Occupy Wall Street has already accomplished a great deal by shifting public discourse in this country. Instead of focusing on the need for austerity and deficit reduction, attention is rightly being directed at economic disparities and the deep structural problems that the United States faces. It is clear that those who claim that Occupy Wall Street’s anger is “unfocused” are not giving a descriptive account of what’s going on so much as they are expressing their own agenda (whether in opposition or in their desire for clean policy proposals for legislators to start negotiating over).

What’s remarkable is that there has been such a sustained effort, even among sympathizers, to pull out separate strands in the protesters’ message. Certainly class, economic inequality, debt reform, political corruption, and the lack of accountability are some major themes. Sites like the 99percent Tumblr or single issue posters might have the unintended effect of encouraging this kind of compartmentalization. But the protesters have been remarkably clear about this: no single complaint represents the sum of their non-all-inclusive grievances

Focusing too narrowly on a single strand misses how fundamentally these issues are related. The complaint that executive pay has skyrocketed while average incomes have stagnated, for example, can be traced back to weakened labor rights and the glaring absence of democracy and accountability within corporations. The lack of effective financial regulations or environmental laws traces back to the fact that legislation is often drafted and lobbied for by the very entities it purports to regulate (or their lobbyists). And the revolving door between Washington and upper corporate echelons has led to diluted regulations and shielded the powerful from accountability. In other words, our economic problems are inseparable from our political and structural ones. 
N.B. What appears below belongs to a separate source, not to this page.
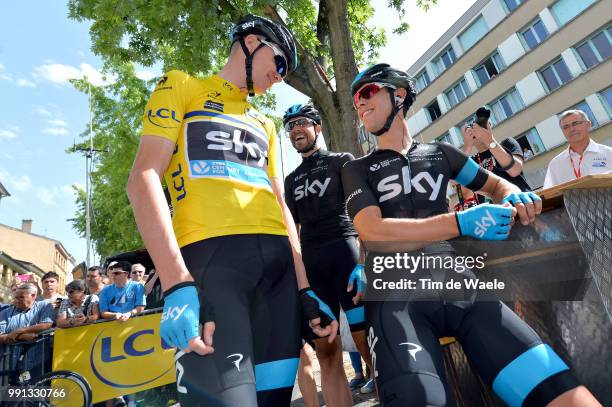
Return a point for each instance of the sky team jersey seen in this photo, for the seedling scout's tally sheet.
(219, 175)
This refusal to parse the structural and political problems from the resultant inequality is part of what makes Occupy Wall Street such a vital, vibrant moment. The movement refuses to frame its desires according to the conventional neoliberal framework, which views economic growth as prior and redistribution as secondary. The insistence on actual change poses a deep and serious challenge to America’s existing political order. The claims are not about handouts, but rather about building and reconfiguring institutions so that they are more deeply inclusive and participatory.

To me, one of the most striking elements of the September 29 list of grievances was the shift from “we” in the preamble to “they” in the list of complaints. It would be a misunderstanding of this movement to try to isolate the political elements from the economic elements in their broader call for inclusion, without recognizing how deeply the two are related. The United States is experiencing a breakdown in the rule of law and our political process has proven unable to respond to even the most pressing national issues. When the process breaks, everything it produces is flawed. And in light of that, the concerns of Occupy Wall Street are one of the most lucid and coherent things to have emerged since the crisis of 2008.